During a seizure, brain metabolism skyrockets.

Oxygen consumption, glucose utilization, lactate production, they all surge massively.

And these abnormal metabolic activities actually produce long -term changes in the brain circuitry.

It alters gene transcription.

So the brain is essentially carving a destructive neural rut.

It's learning how to seize more efficiently.

It gets deeper every time it happens.

Yes.

It is physically rewiring itself to make the next seizure easier to trigger.

That phenomenon is kindling.

And it is the physiological reason behind the absolute necessity of achieving seizure control.

We aren't just trying to stop an inconvenient event.

No.

We're trying to prevent permanent escalating neural damage.

Which brings us to the actual clinical assessment.

Because we know that repeated seizures literally rewire the brain via kindling, accurate assessment is your only way to catch and stop this process.

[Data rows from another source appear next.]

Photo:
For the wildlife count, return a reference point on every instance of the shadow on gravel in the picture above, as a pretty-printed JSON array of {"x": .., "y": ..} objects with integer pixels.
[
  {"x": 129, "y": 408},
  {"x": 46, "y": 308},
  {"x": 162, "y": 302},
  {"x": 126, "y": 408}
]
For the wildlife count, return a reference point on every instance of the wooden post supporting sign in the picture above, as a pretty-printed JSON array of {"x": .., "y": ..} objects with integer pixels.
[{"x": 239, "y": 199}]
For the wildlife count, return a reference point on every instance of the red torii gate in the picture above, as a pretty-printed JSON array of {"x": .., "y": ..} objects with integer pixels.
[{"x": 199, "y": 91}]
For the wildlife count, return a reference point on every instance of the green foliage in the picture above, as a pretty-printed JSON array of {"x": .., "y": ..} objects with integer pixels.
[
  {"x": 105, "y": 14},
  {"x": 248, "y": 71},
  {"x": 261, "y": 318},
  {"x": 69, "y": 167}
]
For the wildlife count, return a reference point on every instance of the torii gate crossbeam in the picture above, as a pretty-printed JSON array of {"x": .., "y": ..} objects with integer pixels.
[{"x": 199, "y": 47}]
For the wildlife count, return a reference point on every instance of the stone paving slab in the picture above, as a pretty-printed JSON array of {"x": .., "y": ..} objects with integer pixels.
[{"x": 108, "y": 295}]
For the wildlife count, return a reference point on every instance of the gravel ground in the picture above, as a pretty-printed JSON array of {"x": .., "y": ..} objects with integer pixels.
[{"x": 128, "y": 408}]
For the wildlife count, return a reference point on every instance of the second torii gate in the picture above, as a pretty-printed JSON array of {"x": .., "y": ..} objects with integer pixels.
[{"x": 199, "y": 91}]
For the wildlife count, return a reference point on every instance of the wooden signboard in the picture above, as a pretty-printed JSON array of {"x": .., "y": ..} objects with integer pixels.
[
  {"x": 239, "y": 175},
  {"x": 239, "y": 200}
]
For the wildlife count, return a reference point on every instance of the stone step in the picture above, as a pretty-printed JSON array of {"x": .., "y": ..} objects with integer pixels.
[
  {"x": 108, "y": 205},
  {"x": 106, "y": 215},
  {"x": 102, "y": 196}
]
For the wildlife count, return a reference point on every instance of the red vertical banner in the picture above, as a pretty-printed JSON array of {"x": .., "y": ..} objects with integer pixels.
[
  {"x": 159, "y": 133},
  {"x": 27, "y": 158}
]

But here is the major catch for the clinician.

Epilepsy is primarily a historical diagnosis.

It really is an intensive clinical detective game.

The objective history is the cornerstone of everything you do next.

Hold on.

Let me push back on this a bit.

Because it sounds good in theory, but in practice.

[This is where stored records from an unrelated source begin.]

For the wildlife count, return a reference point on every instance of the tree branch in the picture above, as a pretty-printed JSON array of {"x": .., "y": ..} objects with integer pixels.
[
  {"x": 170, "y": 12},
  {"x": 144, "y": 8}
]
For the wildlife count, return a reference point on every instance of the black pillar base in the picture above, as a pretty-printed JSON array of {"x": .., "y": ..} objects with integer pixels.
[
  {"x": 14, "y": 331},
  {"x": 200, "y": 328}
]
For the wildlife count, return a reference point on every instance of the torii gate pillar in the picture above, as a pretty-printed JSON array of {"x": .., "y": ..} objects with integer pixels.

The patient was literally unconscious or completely dissociated with impaired awareness during the event.

Interviewing them about the seizure feels like, I don't know, interviewing a wall.

How much weight can we actually put on the patient's own account if their brain was essentially offline?

It's a massive clinical blindspot, you are absolutely right.

The patient often remembers absolutely nothing about the seizure itself.

They might wake up confused on the floor, maybe with a bitten lateral tongue or loss of bowel or bladder control.

Because of that amnesia, bystander accounts are absolute gold.

If someone saw it, you need to interview them.

But you still structure the interview meticulously with the patient because you need the chronological order before, during and after.

So the patient can give you the before.

They can tell you about triggers, like were they profoundly sleep deprived?

Did they have a systemic infection?

Did they miss a dose of a medication?

And crucially, did they have an aura?

Remember, an aura is actually a focal -aware seizure.

If they tell you they suddenly smelled rotting garbage right before losing consciousness, that is a massive clinical clue.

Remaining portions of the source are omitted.